Technical Breakdown:
gardens.py - Runs the program.
README.md - Instructions to run program and assignment overview.
Running the Program: To run the program, ensure all downloaded files are on your machine, and run "python3 gardens.py" on your terminal screen. This will start the program for an automated running procedure, first training the neural network (after splitting the data provided into train/validate/test), and then classifiying the plants based on that input. The procedure given is controlled by the global variables (essentially, parameter options for runtime) found in the 'IMPORTS + GLOBALS' section of the 'gardens.py' file. The example run is with:
FILE = 'data.txt' LEARN_RATE = 0.12 NUM_EPOCHS = 300
By editing the globals, you can test the Neural Network on different epochs & learning rates to judge the model's performance under various conditions. This allows the user to test our model's ability on the iris dataset with a greater understanding of what the optimal conditions may be on this specific dataset. Modifiying the LEARN_RATE parameter will allow the user to alter the model's weights of the network, with respect to the loss gradient, essentially altering the speed at which our model learns. Changing the NUM_EPOCHS parameter, meanwhile, will adjust the number of times the model will pass through the full dataset. On each epoch, the model will have the ability to update internal model parameters.
While this dataset was fairly straightforward, we were asked to implement a multi-layer network, and so this has been done with the use of hidden layers that retain the connection weight of the prior layers. In terms of architecture, I made use of the back-propagation algorithm as referenced from class, including functions for forward and backward propagation resepectively, as this was a supervised learning project and it is a proven training method. I was not greatly concerned by time/space complexity of this approach, as the dataset was not huge.
When you run the program, you will notice the training accuracy and validation accuracy scores (on every 30 epochs), as the number of epochs increases to 300. When running with LEARN_RATE = 0.12, training and validation accuracy measures converge at around .97 and 1.0, respectively, by approximately 150 epochs. In the test set, accuracy was 1.0 at the end of the 300 epochs. On 150 epochs, test accuracy came to 1.0 as well. It is worth noting, that this is not a set certainty, in that the random split of train/valid/test will determine in some sense how well the model performs in terms of accuracy, based on different program runs & statistical randomness. However, performance should still be fairly strong during the run regardless. If (by statistical rarity), the model underperforms on your initial run, another run should suffice to show its true, more regular, performance ability.
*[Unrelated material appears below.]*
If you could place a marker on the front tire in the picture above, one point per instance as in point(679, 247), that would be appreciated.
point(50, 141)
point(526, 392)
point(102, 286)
In modifying the learning rate, larger variance surfaced. I modified the LEARN_RATE hyperparamter to .2 and noticed that the training accuracy was much less stable, and while validation set accuracy came to 1.0 at the end of 300 epochs, testing accuracy came to only .95 or so. In thinking further about this assignment, it would be interesting to perform a 'grid search' methodology to tune these quasi-hyper-parameters to optimum conditions, although for the purpose of this assignment, it did not seem as necessary as train/test accuracy was very high regardless, and the data was not too noisy, nor incomplete.
Collaborators: I completed this assignment with assistance from the student posts and instructor answers on the Comp131 Piazza page, with the lecture material (specifically the slides on forward and backward propagation functions), and our class textbook. Further, I used sklearn libraries to succinctly prepare the 'data.txt' contents into NN-approachable content (in terms of train/test), as well as Pandas for initial file read-in, and NumPy for some math-based functionality. For insight into model optimization methodology, especially in regards to forward-and-backward propagation of the multi-layered-network, I found an online article that provided math based understanding: "https:// towardsdatascience.com/understanding-backpropagation-algorithm-7bb3aa2f95fd". Lastly, I have some prior completed coursework from Tufts' Comp135 (Intro Machine Learning) course, that used a similar dataset to the iris classification problem we had here, as well as coursework with neural network approaches that I consulted with & drew some inspiration from too.
Notes: Testing my solution by altering the number of epochs did not seem to greatly affect test accuracy beyond 150 epochs, which I believe makes sense given the limited scope of the dataset (150 total data-points, with only 4 features). I was intrigued, however, to how the learning rate affected accuracy/performance, and would be intrigued to see how (on more noisy, real-world, data) altering this parameter would affect our classification performance.